Let’s make the assumption that we don’t need to explain what clicks are. But what about your click-through rate? Your CTR is the rate at how often people see your ad and click it. For instance, if you get 10 clicks per 1000 impressions, that’s a CTR of 1%. Focus not just on how many clicks you are getting, but how many times your ad has to be seen before someone will click it to measure the effectiveness of the ad itself.
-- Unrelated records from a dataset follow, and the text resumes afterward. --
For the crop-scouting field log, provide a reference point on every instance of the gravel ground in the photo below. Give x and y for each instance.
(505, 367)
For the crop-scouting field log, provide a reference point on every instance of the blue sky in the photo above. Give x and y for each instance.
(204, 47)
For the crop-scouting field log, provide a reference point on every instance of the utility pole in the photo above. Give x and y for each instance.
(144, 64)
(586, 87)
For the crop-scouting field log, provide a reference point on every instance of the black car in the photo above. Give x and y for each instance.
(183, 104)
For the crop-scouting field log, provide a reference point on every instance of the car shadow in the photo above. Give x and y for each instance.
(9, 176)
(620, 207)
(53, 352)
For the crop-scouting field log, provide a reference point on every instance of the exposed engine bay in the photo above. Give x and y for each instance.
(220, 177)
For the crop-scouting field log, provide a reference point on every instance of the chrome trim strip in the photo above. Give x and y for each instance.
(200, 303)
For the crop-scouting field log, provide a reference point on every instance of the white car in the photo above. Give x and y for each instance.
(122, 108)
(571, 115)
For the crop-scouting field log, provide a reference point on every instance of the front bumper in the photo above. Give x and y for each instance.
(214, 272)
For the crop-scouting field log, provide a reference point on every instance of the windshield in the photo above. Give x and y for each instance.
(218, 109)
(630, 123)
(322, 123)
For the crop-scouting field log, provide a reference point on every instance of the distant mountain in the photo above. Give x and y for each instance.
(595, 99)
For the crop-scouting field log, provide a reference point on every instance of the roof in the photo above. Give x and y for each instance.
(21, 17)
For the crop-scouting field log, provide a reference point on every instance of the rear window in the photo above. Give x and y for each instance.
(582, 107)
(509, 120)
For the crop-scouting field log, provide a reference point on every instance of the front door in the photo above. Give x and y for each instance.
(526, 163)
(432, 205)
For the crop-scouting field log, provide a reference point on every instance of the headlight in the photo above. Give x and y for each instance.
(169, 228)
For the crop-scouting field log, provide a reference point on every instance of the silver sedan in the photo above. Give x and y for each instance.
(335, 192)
Often the true “aim” of the ads, conversions are a measure of how many people not only click your ads but then go on to become a customer. When it comes to figuring out your return on investment, you want to get an idea of the cost per conversion. How much of your budget do you spend for each conversion and how much are you likely to make from each conversion? That’s how you get a true sense of return on investment in advertising.

Cost Per Click

In pay per click advertising, you work with a predetermined budget, which you spend bidding on ad slots. The harder your ad has to work to reach your audience, the higher the cost per click, or CPC, is going to be. There are a lot of ways to lower your CPC, however, from ensuring a proper keyword strategy to improving the quality score of your ad copy.

Quality score

This is not a figure derived specifically from the numbers in how your ad performs. Rather, this is a metric that is determined by the Google Ad platform. Google will prioritize ads that have a higher quality score meaning that if there are two ads that have the same bid on the same keyword, the one with the higher quality score might get it. Improve the quality score if your ads aren’t getting high marks.

Average position

While Google ads are often used to skip to the top of the search engine results page, they still have to compete for the top spot, albeit with fewer competitors than through natural SEO. To make sure you’re likely to get more clicks, work to get an average position of number 1. To get it, you might need to raise the budget per ad or to target keywords more specifically, for instance.

With the KPIs mentioned above, you can get a much more complete picture of how truly effective your ads are, and what you can do to improve them even further. Make sure you’re tracking all of them.